A soberania que reivindicamos vai além dos limites territoriais e dos interesses de quem vive nesses limites, embora não os exclua.   É um poder conferido ao povo,  de expressar  sua diversidade de pensamentos e de culturas e de se apropriar dos benefícios resultantes da exploração das riquezas nacionais.   Por isso reivindicamos a revisão da Lei 9.478/97, que permite a exploração e a exportação do nosso petróleo e gás pela iniciativa privada; exigimos a anulação do leilão da Vale do Rio Doce, por comprovadas falcatruas; e denunciamos a entrega de grandes propriedades de terras a empresas transnacionais do agronegócio, o que vem ameaçando a integridade do território brasileiro, agredindo o meio ambiente e dificultando cada vez mais a necessária reforma agrária.

Um povo só é soberano quando tem consagrados os seus direitos civis, políticos e sociais, o que implica no acesso à terra, à moradia, à educação, à saúde, ao trabalho, aos bens culturais e ao lazer, à liberdade de culto e de expressão. O Brasil, no entanto, ainda é o país dos latifúndios, seja na terra seja no ar. É o país da concentração da mídia nas mãos de poucas famílias.

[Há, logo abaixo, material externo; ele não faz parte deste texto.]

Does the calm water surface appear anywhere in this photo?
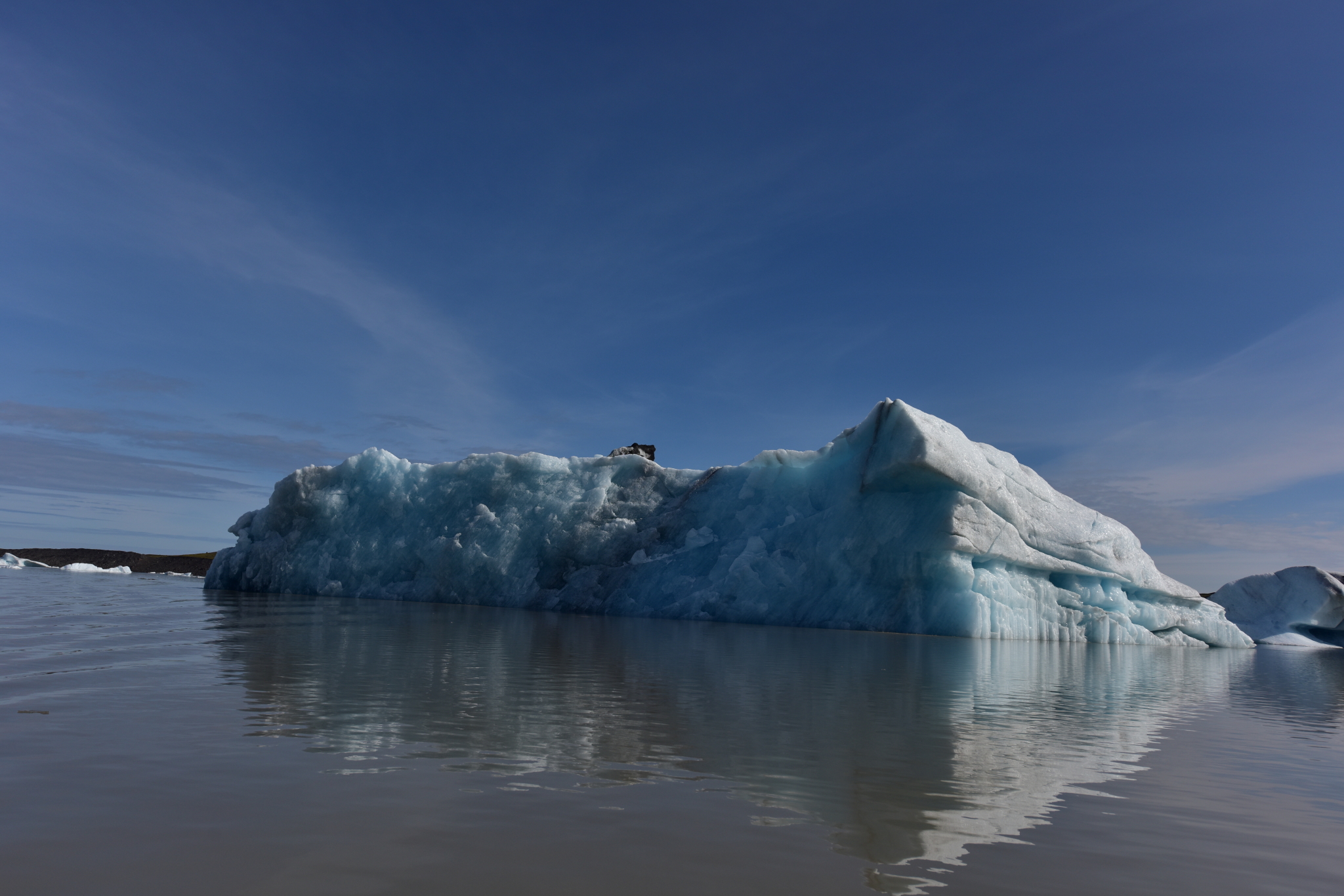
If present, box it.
[0,569,1344,896]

A comunicação de massa tem sido utilizada como um braço de afirmação do poder dominante.

A Rádio e a Agência Petroleira de Notícias se colocam na contramão da globalização neoliberal. Acreditamos, como o poeta Raul Seixas, que "sonho que se sonha junto é realidade". E, como no poema Tecendo a Manhã, de João Cabral de Mello Neto, acreditamos que é possível multiplicar as nossas vozes, atuando em conjunto com um amplo leque de entidades e colaboradores do campo de esquerda:
 
       Um galo sozinho não tece uma manhã:
       ele precisará sempre de outros galos.
       De um que apanhe esse grito que ele
       e o lance a outro; de um outro galo
       que apanhe o grito de um galo antes
       e o lance a outro; e de outros galos
       que com muitos outros galos se cruzem
       os fios de sol de seus gritos de galo,
       para que a manhã, desde uma teia tênue,
       se vá tecendo, entre todos os galos.
 
Com o objetivo de transformar em realidade um sonho coletivo, o Sindicato dos Petroleiros do Estado do Rio de Janeiro (Sindipetro-RJ) convidou outras entidades, movimentos sociais e veículos de comunicação alternativa a fazer parte dessa construção. A AEPET, o MST, a CUT, a Conlutas, a Intersindical, o Fazendo Media, o Brasil de Fato e o Núcleo Piratininga de Comunicação são os parceiros iniciais desse projeto, mas estamos abertos a adesão de novos companheiros. Sabemos que é uma luta de David contra Golias. Mas é no espaço da internet que essa luta de resistência e de contra-informação tem maiores possibilidades. Queremos somar, multiplicar e trocar informações que mostrem o outro lado da notícia, aquele que rompe com o pensamento único e que abre novas dimensões para a reflexão.

Por último, alertamos: é permitida (e recomendada) a reprodução do conteúdo desta página, desde que citada a fonte.